The EPO has denied two patents to two companies, while 12 other applicants have withdrawn patents over the past year after Indias Council of Scientific and Industrial Research (CSIR) showed evidence that their claims were known in traditional medicine.
All the claims related to plant-based therapies — grape and apple juice as a tonic for the heart, a cocktail of opium, spinach and fenugreek to improve immunity, and other plant extracts to fight stress, diabetes, obesity, even ageing.
They had to withdraw patent claims when confronted with evidence that these claims were based entirely on prior knowledge, said Vinod Gupta, director of the Traditional Knowledge Digital Library (TKDL), a repository created by the CSIR and the health ministry. The TKDL encapsulates information from 148 texts of Ayurveda, Unani and Siddha systems of medicine practised in India for centuries.
The TKDL represents Indias effort to prevent biopiracy of traditional knowledge through patent applications outside India. A patent has to involve innovation that is novel and non-obvious.
Over the past year, India has signed agreements with the EPO and patent offices in the US and UK, hoping patent examiners there will make use of the TKDL to avoid issuing patents on claims already present in traditional knowledge.
Earlier this month, a US-company, Jan Marini Skin Research Inc., withdrew its claim on plant extracts from Ashwagandha, Brahmi and turmeric, which it claimed could be used as anti-ageing and anti-inflammatory agents, Gupta said.
An 11th century Unani book called Al-Qanoon Fil Tib had recorded these effects.
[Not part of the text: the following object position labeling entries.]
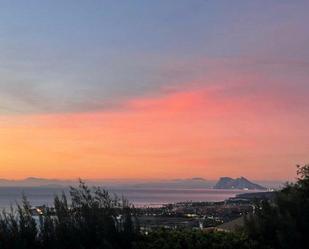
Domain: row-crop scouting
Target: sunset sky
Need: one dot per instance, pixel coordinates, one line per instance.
(154, 89)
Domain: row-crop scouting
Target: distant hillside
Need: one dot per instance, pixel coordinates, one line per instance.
(238, 183)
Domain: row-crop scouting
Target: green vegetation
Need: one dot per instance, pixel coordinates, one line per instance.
(96, 220)
(283, 223)
(185, 239)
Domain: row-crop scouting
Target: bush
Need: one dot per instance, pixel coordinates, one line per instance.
(94, 219)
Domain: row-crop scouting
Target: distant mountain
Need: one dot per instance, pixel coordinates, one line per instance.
(238, 183)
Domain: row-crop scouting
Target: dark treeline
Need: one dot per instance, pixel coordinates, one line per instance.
(96, 220)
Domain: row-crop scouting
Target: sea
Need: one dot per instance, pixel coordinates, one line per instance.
(139, 197)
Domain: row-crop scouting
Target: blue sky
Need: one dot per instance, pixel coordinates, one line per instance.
(62, 56)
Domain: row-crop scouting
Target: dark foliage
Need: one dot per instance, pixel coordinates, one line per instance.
(190, 239)
(94, 220)
(283, 223)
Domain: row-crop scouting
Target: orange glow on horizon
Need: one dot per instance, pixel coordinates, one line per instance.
(184, 134)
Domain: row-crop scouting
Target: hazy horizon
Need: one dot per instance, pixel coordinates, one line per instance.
(154, 89)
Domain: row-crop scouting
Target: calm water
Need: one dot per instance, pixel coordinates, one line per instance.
(139, 197)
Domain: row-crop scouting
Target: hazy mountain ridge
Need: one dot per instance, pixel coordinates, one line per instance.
(190, 183)
(237, 183)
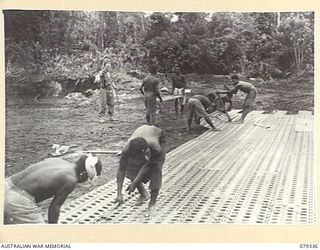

Avesthagen, an Indian company, also withdrew its patent application with the EPO on the use of a plant called Arjuna (Terminalia arjuna) as a cardiotonic and for therapy against obesity and diabetes.
A 15th century book of Ayurveda called Vrndamadhava lists these virtues of the Arjuna plant. A 9th century text called Kitaab-al-Hawi that mentions the use of opium, spinach and fenugreek for immunity was used to block an application from the UK.
Gupta estimates that the EPO has about 2,100 pending patent applications dealing with plant-based products. Among these, 221 appear to be based on plants known and used in Indian systems of medicine.
He said the TKDL had objected to 96 applications pending in the EPO. Were still trying to determine the number of patents pending in the US patents office which can be challenged through the TKDL, he said.
Earlier this month, environmental activist Vandana Shiva, director of the non-government Research Foundation for Science, Technology, and Ecology, New Delhi, produced a list of more than 4,000 patents involving the use of plants known in traditional medicine granted by the US patents office. The patents have been filed by applications within and outside India.
Shiva said she was forced to compile the list after the CSIRs TKDL division declined to share with her foundation information on suspect patents on plant-based products that the TKDL had itself compiled.
In the 1990s, the CSIR had successfully challenged a patent granted on the wound healing properties of turmeric in the US patents office, while Shiva had helped overturn a patent on neem after a prolonged legal battle.
The TKDL is expected to speed up the process of challenging patents.